According to the Electoral Commission in the UK, all voters should have the right to cast their vote independently and privately. However, for those with disabilities, blindness or partial sight, this is not always the case. There are still significant barriers for particular groups of voters when it comes to claiming their right to an independent, private and secure vote, leaving many feeling ignored and excluded from the democratic process. It's clear that for many with disabilities and visual impairment, modernising the electoral process is not just a matter of convenience, it's a necessity.
Disabled and visually impaired voters currently have a number of options when it comes to casting their vote, with Electoral Commission guidance stating that polling stations must take proactive steps to ensure these groups are not at a disadvantage. For example, voters may request assistance from the Presiding Officer at the polling station to help mark the ballot paper on their behalf or bring a family member to help them vote, both of which clearly eliminate their right to secrecy. Proxy and postal voting are other options and rely on individuals having a trusted friend or family member who can cast their vote - again, voters must forfeit their right to privacy and secrecy with either of these options.

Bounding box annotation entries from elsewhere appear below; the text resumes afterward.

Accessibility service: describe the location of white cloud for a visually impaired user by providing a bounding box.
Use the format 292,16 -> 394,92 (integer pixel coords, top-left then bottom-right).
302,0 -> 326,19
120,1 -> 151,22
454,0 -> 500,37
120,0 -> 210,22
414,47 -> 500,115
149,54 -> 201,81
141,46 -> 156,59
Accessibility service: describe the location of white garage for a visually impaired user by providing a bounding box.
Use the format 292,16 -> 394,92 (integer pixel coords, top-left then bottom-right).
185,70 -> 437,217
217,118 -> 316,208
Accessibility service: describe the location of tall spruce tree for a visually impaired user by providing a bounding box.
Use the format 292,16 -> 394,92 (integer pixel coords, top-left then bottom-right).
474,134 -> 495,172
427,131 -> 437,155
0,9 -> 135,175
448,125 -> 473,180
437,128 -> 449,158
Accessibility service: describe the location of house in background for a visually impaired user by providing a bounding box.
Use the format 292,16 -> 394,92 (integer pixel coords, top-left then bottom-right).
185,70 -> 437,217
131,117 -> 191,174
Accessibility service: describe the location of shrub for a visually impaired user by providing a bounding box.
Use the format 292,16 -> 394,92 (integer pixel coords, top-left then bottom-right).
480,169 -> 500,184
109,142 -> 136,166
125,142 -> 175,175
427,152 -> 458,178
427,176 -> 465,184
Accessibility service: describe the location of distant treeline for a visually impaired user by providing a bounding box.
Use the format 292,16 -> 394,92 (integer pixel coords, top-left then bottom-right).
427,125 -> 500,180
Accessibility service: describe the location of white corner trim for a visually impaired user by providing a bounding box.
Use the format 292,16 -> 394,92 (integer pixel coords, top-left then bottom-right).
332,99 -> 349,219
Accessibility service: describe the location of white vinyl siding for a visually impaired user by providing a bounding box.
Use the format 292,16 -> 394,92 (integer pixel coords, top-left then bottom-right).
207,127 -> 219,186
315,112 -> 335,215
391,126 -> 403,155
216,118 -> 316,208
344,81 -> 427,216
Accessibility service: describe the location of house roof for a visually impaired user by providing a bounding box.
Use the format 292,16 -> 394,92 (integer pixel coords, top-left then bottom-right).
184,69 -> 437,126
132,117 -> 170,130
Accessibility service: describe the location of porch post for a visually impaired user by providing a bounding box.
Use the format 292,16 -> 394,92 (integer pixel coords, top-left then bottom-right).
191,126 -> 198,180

Tactile voting devices enabling visually impaired voters to mark their ballot paper in secret are a step forward, as well as the provision of large-print versions of ballot papers for reference before casting a vote. But let's not forget that most of these options rely on voters having access to polling stations, which we know is not always the case. Indeed, just last year there was a well publicised example of a wheelchair user being unable to access his local polling station. In this instance, the Presiding Officer proceeded to offer the voter the option of completing his ballot paper in a public street - his voting rights were almost completely eradicated on the basis of his disability.
Technology holds the key to enabling those with disabilities and visual impairment to vote privately, securely and independently - in other words, to participate in the electoral process on equal terms. Indeed, the option of casting a secure and private vote using either online or telephone voting technology has been available for some time and utilised by governments around the world. So perhaps rather than asking 'when' the UK is going to provide citizens with disabilities the option of alternative voting channels, the question should be why these groups, and indeed all voters, don´t have access to secure and private voting already?
Voting technology can play a key role in ensuring everyone can cast a secure and unassisted vote, as well addressing typical problems such as votes being invalidated by unintended marks on the ballot paper and voters not having access, for whatever reason, to a polling station. Online voting, for example, uses encryption so voters can transmit their ballot papers over the internet, and from the privacy of their own home if they wish, privately and securely. Similarly, for those who can and want to attend a polling station on Election Day, online voting using PCs, tablets or smart devices can be utilised on location and adapted for the specific needs of disabled or visually impaired voters, from screen readers to sip and puff devices. The options go very far beyond rudimentary tactile voting devices and large-print ballot papers.
Similarly, telephone voting utilising both voice and telephone keypad options offer voters with limited mobility the choice of a private vote in their home or at a polling station. This technology makes voting extremely easy but more importantly is an excellent alternative for absentee voters, improving their voting experience without having to give up their right to a private and secure vote. It also ensures there are options available for voters who might have minimal internet coverage, if they live in a remote area, for example, or perhaps no computer access at all.
In his recent memoirs, Australia's former Disability Discrimination Commissioner Graeme Innes, who is also blind, described electronic voting as 'a way to provide me with a secret ballot which I haven't had for most of my life'. With so many proven cost, efficiency and accessibility benefits to using online and telephone voting alongside traditional voting methods, isn't it about time the UK Government made this technology available?